Federal Employment Minister Jason Kenney’s long-rising star is dimming fast. He’s been in constant damage control mode over revelations that his cherished Temporary Foreign Worker program is crowding Canadians out of jobs. And he’s been the fall guy over accusations his government used inflated job vacancy figures to justify an incursion onto provincial job training turf.
Instead of a skills gap to fill, Mr. Kenney’s now got a credibility gap to kill.
This isn’t all his fault. It turns out the job vacancy numbers Mr. Kenney had been relying on were compiled by the Finance Department, in part by tracking job postings on Kijiji, the free classified ad site that has become a go-to choice for selling 1997 NordicTracks or finding someone to cut your grass. Its usefulness as a tool for sizing up the job market is at best a matter for debate.
Yet, if Mr. Kenney and his advisers are guilty of anything, it is of falling victim to the same social media hype that has led many data enthusiasts to spurn official statistics as oh-so yesterday. Want to know if the flu is headed your way or the housing market is set to take off? Why, go to Google Trends. Forget the official unemployment rate. Just track “lost my job” on Twitter.
The idea that the trillions of bytes of data we generate on social media are equipping policy-makers with vast new predictive powers is all the rage these days. Official statistics, the kind compiled by bureaucrats through scientifically tested surveys and representative samples, seem to bore the geeks. But they get all hot and bothered at the mere mention of the word algorithm.
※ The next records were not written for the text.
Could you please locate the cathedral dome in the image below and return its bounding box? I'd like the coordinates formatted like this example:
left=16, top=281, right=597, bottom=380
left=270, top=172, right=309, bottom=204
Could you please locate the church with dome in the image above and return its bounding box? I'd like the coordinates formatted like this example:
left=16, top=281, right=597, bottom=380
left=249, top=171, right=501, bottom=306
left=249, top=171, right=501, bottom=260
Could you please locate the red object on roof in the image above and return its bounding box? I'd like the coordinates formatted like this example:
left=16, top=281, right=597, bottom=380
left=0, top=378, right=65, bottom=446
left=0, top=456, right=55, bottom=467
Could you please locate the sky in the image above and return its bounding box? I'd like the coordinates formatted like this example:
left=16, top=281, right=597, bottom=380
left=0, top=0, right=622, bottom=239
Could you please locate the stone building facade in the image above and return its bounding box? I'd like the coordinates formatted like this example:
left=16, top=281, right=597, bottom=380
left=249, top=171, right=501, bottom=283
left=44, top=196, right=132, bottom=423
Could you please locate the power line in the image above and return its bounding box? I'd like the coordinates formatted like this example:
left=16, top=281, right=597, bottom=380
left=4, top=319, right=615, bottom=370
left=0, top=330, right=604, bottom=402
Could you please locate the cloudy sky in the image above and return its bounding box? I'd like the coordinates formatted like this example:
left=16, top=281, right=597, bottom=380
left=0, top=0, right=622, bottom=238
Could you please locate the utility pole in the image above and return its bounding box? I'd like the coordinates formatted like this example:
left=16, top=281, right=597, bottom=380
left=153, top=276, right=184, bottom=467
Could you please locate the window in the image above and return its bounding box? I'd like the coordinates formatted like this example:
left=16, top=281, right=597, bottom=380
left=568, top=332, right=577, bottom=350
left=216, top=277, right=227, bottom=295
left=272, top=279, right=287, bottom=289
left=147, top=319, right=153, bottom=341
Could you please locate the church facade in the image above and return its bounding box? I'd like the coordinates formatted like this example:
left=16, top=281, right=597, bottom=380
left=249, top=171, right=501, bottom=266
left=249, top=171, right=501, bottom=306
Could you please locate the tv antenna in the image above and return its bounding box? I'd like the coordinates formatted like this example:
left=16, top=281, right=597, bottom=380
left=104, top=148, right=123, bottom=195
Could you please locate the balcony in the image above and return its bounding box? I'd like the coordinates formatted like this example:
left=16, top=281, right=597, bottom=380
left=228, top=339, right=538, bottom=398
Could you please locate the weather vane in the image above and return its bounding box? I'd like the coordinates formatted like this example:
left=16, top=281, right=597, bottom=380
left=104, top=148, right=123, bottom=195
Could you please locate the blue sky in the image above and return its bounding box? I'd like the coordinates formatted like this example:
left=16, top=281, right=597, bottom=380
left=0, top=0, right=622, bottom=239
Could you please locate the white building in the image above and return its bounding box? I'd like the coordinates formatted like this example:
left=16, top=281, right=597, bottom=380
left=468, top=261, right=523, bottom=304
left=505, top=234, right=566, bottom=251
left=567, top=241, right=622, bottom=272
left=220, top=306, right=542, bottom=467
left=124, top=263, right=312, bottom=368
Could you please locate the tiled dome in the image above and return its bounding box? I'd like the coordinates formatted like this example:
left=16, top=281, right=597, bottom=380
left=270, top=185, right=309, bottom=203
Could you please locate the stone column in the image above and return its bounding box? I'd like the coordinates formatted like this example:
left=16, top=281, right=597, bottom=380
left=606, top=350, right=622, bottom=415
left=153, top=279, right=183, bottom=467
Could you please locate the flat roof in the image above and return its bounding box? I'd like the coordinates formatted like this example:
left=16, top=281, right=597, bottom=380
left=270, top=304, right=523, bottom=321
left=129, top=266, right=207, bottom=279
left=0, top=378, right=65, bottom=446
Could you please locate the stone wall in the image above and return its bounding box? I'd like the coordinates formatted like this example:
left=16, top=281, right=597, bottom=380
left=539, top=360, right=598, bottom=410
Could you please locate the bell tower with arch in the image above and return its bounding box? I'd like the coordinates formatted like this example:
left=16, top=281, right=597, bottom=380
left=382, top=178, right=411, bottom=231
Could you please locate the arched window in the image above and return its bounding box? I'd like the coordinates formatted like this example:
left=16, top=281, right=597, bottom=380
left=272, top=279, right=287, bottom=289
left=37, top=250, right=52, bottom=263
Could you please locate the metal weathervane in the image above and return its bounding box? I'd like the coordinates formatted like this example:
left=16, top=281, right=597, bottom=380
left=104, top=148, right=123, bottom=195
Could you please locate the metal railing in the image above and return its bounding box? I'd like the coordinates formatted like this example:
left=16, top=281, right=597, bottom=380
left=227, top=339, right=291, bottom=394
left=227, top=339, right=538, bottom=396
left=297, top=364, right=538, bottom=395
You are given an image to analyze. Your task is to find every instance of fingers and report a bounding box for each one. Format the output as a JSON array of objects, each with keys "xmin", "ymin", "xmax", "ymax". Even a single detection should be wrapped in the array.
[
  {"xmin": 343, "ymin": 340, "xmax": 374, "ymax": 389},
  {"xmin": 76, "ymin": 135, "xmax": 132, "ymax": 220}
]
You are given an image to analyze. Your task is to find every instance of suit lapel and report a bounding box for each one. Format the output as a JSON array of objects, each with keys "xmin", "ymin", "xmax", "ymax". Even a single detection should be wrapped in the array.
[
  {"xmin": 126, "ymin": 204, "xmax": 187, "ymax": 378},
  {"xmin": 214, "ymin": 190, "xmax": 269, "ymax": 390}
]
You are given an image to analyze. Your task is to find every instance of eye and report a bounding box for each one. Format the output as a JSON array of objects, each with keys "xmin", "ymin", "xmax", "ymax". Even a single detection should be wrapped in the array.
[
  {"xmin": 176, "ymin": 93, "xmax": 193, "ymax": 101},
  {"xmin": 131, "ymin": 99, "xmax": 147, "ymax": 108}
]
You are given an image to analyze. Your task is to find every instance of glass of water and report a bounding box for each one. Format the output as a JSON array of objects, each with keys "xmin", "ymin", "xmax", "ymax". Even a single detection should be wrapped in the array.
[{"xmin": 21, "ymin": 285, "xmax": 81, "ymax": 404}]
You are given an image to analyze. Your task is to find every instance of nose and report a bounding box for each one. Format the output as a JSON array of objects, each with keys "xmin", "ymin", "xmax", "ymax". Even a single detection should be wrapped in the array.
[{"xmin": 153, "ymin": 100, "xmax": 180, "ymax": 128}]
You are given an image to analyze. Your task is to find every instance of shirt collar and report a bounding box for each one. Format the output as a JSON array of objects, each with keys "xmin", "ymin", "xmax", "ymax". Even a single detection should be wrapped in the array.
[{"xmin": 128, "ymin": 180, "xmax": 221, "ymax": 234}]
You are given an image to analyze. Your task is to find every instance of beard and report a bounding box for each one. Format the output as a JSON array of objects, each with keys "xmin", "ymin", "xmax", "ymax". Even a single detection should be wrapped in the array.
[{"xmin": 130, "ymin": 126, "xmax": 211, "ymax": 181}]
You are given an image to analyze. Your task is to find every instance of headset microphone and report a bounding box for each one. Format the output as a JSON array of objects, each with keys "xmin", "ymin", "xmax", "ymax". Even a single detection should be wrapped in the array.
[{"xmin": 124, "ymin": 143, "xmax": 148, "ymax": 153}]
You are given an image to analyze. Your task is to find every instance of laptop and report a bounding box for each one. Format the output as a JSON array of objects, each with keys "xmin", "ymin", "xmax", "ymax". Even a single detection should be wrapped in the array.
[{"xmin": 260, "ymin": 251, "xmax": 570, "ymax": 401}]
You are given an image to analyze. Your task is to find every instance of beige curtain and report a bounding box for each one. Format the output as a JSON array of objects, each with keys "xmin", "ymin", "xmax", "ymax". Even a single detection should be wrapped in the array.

That’s how we got Google Flu. Back in 2009, a couple of bright minds at Google came up with the idea that the ubiquitous search engine could provide better advance warnings of flu outbreaks than public health agencies who survey hospitals and doctors. They created an algorithm that incorporated flu-related search terms, claiming to beat health officials to the punch in predicting epidemics.
It was all a hoax, albeit an unintentional one that illustrates the hubris and false positives of the so-called “big data” revolution. A March study in the journal Science revealed that Google Flu has consistently overestimated the actual number of flu cases that end up occurring in the United States. Emergency rooms that base staffing and medical supplies on Google Flu predictions, as some experts recommend, may be wasting resources preparing for onslaughts that never materialize.
This is but one example of how big data can lead to misguided policy. Mr. Kenney’s Kijiji snafu is another. You’d think this would make people cautious. But in our insatiable desire to make sense out of an increasingly complex world, we are turning evermore to big data to sort it out.
The latest trend is “data journalism” with The New York Times and several upstart media outlets hiring an army of twentysomething computer geeks to massage the numbers in order to spot trends, predict elections and provide funky, counterintuitive insights in the vein of Freakonomics.
The problem is that much of what they report is probably wrong, or at least tendentious. The Upshot, The Times feature launched April 22, has come under fire for stories that either read too much into the data or leave too much out. “First-rate analysis requires more than pretty graphs based on opaque manipulations of data unsuited to address the central substantive points,” prominent U.S. political scientist Larry Bartels wrote in response to one piece on Southern politics.
The most common sin in data journalism is making spurious correlations. Just because Google searches of the term “mortgage” have closely tracked Canadian housing sales in the past two years means nothing on its own. Like Google Flu, the correlation holds up, until it doesn’t.
This is not to knock the brainiacs at Google, Finance or in journalism who dare to think outside the box. Their creativity will eventually pay off. But for now, the noise in the data is overpowering our ability to separate the signal we think we hear.
According to Gartner Hype Cycle for new technologies, big data is moving from its “inflated expectations” phase to a “trough of disillusionment” as we learn that can’t yet do what its advocates claim. Once we appreciate its limits, however, we’ll more clearly see its benefits.
Until then, Mr. Kenney should be wary of big, bad data.